Ian Philpot, marketing director at Luxor Technology, said Iran lost about 7 EH/s quarter over quarter. That made it one of the steepest regional drops in recent periods. The report said the decline came as conflict disrupted conditions for mining activity inside the country.

Iran is estimated to have about 427,000 active Bitcoin mining machines. Mining depends on reliable power and operating stability, and both can be affected during military conflict. As mining rigs go offline, national hashrate falls and local activity becomes harder to sustain.
The report said the damage remained concentrated in Iran. Philpot wrote, “The impact was contained to Iran; neighboring UAE and Oman remained stable.” That point matters because traders had watched for broader disruption across nearby countries with energy and mining exposure.
Even with the fall in Iran, the global Bitcoin network has remained stable. Hashrate Index data showed global hashrate near 1,000 EH/s. Philpot said no single region currently has enough mining capacity to threaten the continuity of the wider network.
He wrote, “Regional disruptions redistribute hashrate rather than destroy it.” That means mining activity often shifts between regions instead of disappearing from the network. Bitcoin’s proof-of-work model is designed to keep blocks moving even when one country loses capacity.
The report said the loss from Iran represented less than 1% of the global network’s pre-conflict capacity. That helps explain why block production and network security did not see major visible disruption. The network absorbed the regional drop without broader operational stress.
Bitcoin mining is spread across several large jurisdictions. The United States remains the top mining region with more than 37% of global hashrate. Russia follows with about 17%, while China accounts for roughly 12%, according to the Hashrate Index heatmap.
While Iran’s decline was linked to conflict, the report said the broader global slowdown in mining is mainly tied to Bitcoin’s falling price. The 30-day simple moving average of global hashrate dropped from 1,066 EH/s in Q1 to about 1,004 EH/s in Q2. That marked a 5.8% quarter-over-quarter decline.
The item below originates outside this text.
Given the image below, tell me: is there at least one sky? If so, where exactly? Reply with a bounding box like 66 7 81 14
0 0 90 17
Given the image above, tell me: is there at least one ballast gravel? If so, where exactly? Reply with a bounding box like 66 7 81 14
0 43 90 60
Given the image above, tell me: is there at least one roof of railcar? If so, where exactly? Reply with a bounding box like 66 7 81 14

Bitcoin has fallen more than 45% from its all-time high of $126,000 set in October. Lower prices reduce miner revenue because block rewards are worth less in dollar terms. When revenue falls, weaker machines become harder to operate at a profit.
Philpot said mining profitability, not regulation or energy costs, is the main factor behind current hashrate shifts. He said older machines with efficiency above 25 J/TH now operate at negative gross margins. That has forced many operators to shut down legacy equipment.
The report estimated that about 252 EH/s of marginal mining capacity now sits offline worldwide. Much of that capacity is older hardware that has already been retired. This has turned the current period into a price-driven mining reset rather than a conflict-driven global shock.
The report came as the United States and Iran reached a two-week ceasefire on April 8. The truce followed weeks of conflict and included an agreement to reopen the Strait of Hormuz for shipping. Peace talks are expected to begin in Islamabad, with Pakistan acting as mediator.
That ceasefire may reduce immediate regional pressure, but it does not guarantee a quick mining recovery in Iran. Mining operations need steady electricity, internet access, and working infrastructure. If those conditions remain weak, local hashrate may stay below earlier levels.
For now, the report shows two separate trends in Bitcoin mining. Iran’s hashrate fell sharply because of conflict, but the global network stayed intact. At the same time, lower Bitcoin prices continue to push older machines offline across many regions.